Methanogenesis or biomethanation is the formation of methane by microbes known as methanogens. Organisms capable of producing methane have been identified only from the domain Archaea, a group phylogenetically distinct from both eukaryotes and bacteria, although many live in close association with anaerobic bacteria. The production of methane is an important and widespread form of microbial metabolism. In anoxic environments, it is the final step in the decomposition of biomass.
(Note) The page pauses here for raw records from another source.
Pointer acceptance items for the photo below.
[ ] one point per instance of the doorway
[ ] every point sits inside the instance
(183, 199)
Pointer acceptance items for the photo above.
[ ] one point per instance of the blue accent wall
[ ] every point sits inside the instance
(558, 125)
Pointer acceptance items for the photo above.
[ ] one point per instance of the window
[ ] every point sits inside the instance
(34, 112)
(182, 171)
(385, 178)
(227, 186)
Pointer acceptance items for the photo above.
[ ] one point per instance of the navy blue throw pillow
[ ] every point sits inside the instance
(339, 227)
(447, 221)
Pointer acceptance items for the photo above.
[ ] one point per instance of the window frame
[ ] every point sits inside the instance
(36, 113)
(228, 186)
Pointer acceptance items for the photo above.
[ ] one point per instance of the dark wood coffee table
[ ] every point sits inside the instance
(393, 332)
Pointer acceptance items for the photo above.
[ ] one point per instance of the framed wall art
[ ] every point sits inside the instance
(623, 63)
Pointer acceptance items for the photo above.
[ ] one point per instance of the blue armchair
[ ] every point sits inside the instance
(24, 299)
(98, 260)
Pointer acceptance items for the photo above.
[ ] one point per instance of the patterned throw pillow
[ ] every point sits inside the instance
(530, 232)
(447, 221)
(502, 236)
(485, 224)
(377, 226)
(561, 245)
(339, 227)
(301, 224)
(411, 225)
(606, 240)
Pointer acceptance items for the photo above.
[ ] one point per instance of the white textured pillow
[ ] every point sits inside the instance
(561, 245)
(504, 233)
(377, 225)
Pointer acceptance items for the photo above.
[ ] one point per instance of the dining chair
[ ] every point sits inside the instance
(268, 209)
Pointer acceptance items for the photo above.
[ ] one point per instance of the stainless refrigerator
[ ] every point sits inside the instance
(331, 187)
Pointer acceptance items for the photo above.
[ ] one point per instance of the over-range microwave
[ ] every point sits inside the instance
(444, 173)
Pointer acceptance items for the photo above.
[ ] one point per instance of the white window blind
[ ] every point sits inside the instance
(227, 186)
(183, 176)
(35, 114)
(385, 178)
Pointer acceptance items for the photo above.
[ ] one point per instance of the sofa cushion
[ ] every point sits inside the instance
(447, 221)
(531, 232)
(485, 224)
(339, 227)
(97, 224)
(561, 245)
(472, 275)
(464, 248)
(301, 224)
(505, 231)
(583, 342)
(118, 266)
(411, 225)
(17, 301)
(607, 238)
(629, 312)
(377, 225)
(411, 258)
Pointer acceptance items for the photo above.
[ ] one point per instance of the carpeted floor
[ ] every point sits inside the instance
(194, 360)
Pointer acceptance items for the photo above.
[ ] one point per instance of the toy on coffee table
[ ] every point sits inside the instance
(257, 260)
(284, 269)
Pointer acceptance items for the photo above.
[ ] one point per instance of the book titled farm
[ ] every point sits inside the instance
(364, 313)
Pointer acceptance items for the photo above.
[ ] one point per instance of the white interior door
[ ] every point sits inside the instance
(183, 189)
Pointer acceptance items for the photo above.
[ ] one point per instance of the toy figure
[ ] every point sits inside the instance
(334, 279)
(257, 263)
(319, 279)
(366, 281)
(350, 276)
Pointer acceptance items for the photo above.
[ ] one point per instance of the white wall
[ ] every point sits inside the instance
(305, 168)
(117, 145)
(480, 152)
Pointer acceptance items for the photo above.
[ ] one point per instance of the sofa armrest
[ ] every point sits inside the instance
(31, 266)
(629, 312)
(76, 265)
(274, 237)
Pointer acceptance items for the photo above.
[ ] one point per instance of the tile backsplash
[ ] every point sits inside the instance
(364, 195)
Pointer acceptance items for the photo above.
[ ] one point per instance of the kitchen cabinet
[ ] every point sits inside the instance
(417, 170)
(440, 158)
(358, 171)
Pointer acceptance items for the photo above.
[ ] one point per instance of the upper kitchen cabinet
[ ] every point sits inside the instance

Methanogenesis is responsible for significant amounts of natural gas accumulations, the remainder being thermogenic.

Enceladus Facts –

  • Enceladus is the sixth-largest moon of Saturn.
  • It is mostly covered by fresh, clean ice, making it one of the most reflective bodies of the Solar System. 
  • It has a wide range of surface features, ranging from old, heavily cratered regions to young, tectonically deformed terrains.
  • It was discovered on August 28, 1789, by William Herschel,
  • The two Voyager spacecraft, Voyager 1 and Voyager 2, passed nearby in 1980 and 1981.
  • In 2005, the Cassini spacecraft started multiple close flybys of Enceladus, revealing its surface and environment in greater detail. 
  • In particular, Cassini discovered water-rich plumes venting from the south polar region.
  • According to NASA scientists, the plumes are similar in composition to comets.
  • In 2014, NASA reported that Cassini found evidence for a large south polar subsurface ocean of liquid water with a thickness of around 10 km.
  • On June 7, 2021, astronomers reported detecting substantial amounts of methane, a possible sign of microbial life, on Enceladus.

About Titan –

  • Titan is larger than the planet Mercury and is the second largest moon in our solar system
  • It is the only one moon in the solar system with a substantial atmosphere.
  • Titan’s atmosphere is made mostly of nitrogen, like Earth’s, but with a surface pressure 50 percent higher than Earth’s. 
  • It is the only place besides Earth known to have liquids in the form of rivers, lakes and seas on its surface.
  • The largest seas are hundreds of feet deep and hundreds of miles wide. 
  • Beneath Titan’s thick crust of water ice is more liquid, an ocean primarily of water rather than methane.
  • Titan has no known moon, but it’s possible for a moon to have moons. 
  • Titan has no rings, while some of Saturn’s moons create rings around the planet. 
  • Three other spacecraft – Pioneer 11, and Voyagers 1 and 2, studied Titan while flying by Saturn.